Donuts published a blog post titled “The Proof is in the Data – Not-Coms Are Superior To Legacy Domains“.
During the first two months of 2016, not-coms made their Super Bowl debut and the highly-anticipated .WINE and .VIN extensions launched.
While we’re only entering the second year of not-com availability, we’re already seeing a significant shift in the domain marketplace. Businesses and consumers are embracing not-com extensions because they are superior in quality to their outdated legacy counterparts. The proof is in the numbers.
Here is the proof provided by Donuts:
- Total not-com registrations surged past 15 million – growing by 1 million during a 5-day period alone – triple the fastest growth rate ever achieved by not-coms.
I am especially concerned with these numbers. Most domains sold are sold for $1 or less and a lot are used to serve spam email messages.
- Nearly 60% of Donuts registered names have the corresponding .COM address available. While it is obvious that there is an availability problem for good .COM names, this data shows that businesses and consumers actually prefer not-com extensions even when the exact .COM match is available (e.g. abcdef.tld was registered while abcdeftld.com is available).
Most of the domains are bought because they are short on the left of the dot (2-3 letter domains and numerics) or for the keyword alone that doesn’t always make sense. E.g. by trademark holders etc.
Not to mention spam… Although Donuts doesn’t have the same spam problem that other registries have.
The availability comparisons for .NET, INFO, BIZ and US are even more telling. Those names are still available for 85%+ of the registered Donuts names. Clearly businesses and consumers prefer meaningful and memorable names versus settling for an obvious second choice.

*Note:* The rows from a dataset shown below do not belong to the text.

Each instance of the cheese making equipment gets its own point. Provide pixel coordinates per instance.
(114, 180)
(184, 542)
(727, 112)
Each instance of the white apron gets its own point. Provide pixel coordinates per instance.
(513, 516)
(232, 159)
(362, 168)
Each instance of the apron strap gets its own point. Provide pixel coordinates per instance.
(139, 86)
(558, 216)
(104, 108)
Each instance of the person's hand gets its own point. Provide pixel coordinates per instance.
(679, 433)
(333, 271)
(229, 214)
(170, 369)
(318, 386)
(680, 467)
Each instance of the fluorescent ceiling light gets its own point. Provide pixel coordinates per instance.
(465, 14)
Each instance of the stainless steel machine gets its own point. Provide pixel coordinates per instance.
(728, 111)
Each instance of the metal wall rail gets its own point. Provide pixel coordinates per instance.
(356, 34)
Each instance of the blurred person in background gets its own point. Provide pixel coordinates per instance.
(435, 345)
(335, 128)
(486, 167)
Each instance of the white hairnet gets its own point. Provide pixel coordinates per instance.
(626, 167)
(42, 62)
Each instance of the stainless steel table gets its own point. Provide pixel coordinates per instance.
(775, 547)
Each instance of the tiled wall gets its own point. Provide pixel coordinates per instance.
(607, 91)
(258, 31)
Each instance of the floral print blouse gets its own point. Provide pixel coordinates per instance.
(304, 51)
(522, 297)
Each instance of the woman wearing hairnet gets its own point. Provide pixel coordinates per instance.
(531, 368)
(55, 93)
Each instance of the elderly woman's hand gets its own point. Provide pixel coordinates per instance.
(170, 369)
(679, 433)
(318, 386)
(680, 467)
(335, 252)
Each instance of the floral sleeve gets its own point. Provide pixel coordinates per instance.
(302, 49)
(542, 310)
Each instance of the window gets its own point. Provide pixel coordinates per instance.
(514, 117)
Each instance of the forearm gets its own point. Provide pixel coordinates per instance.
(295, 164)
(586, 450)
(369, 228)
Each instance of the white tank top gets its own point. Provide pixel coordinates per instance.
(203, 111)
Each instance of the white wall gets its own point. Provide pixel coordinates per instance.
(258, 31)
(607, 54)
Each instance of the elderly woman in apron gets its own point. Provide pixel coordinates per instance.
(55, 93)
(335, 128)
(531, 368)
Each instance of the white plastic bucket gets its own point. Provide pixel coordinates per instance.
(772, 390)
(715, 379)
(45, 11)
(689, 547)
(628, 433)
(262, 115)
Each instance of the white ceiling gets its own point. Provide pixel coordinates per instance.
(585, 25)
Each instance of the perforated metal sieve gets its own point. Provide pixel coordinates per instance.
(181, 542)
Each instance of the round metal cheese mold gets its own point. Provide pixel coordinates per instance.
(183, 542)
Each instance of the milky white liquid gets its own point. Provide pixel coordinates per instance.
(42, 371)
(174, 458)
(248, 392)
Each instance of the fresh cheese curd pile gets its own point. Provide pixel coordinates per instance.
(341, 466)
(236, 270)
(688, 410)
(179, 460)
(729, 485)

Not-com renewal rates are 40 percent higher than those of .COM. Since launching in 2014, renewal rates for not-coms have been around 68 percent while Verisign finally admitted, during its most recent earnings call, that renewals for .COM names registered in 2014 and 2015 have fallen below 50 percent.
I have many times debated this metric that Donuts is using. Donuts is comparing something that looks like the top 5% domains of their New gTLDs to the bottom 1% domains of .com. That doesn’t seem to make sense to me.
There is a distinct sense around the Web that change is in the air. We have reached a tipping point for awareness and adoption of not-coms, and the data paints a clear picture that new domains extensions are superior to their legacy counterparts.
As I have said many times in the past I am a big supporter of New gTLDs and I own quite a few of them but some bold statements like this leave me baffled.
How are New gTLDs superior? I didn’t understand it from this blog post. Why not aim at something more believable? Something like: “New gTLDs are as good as legacy gTLDs” and build on that on the following years.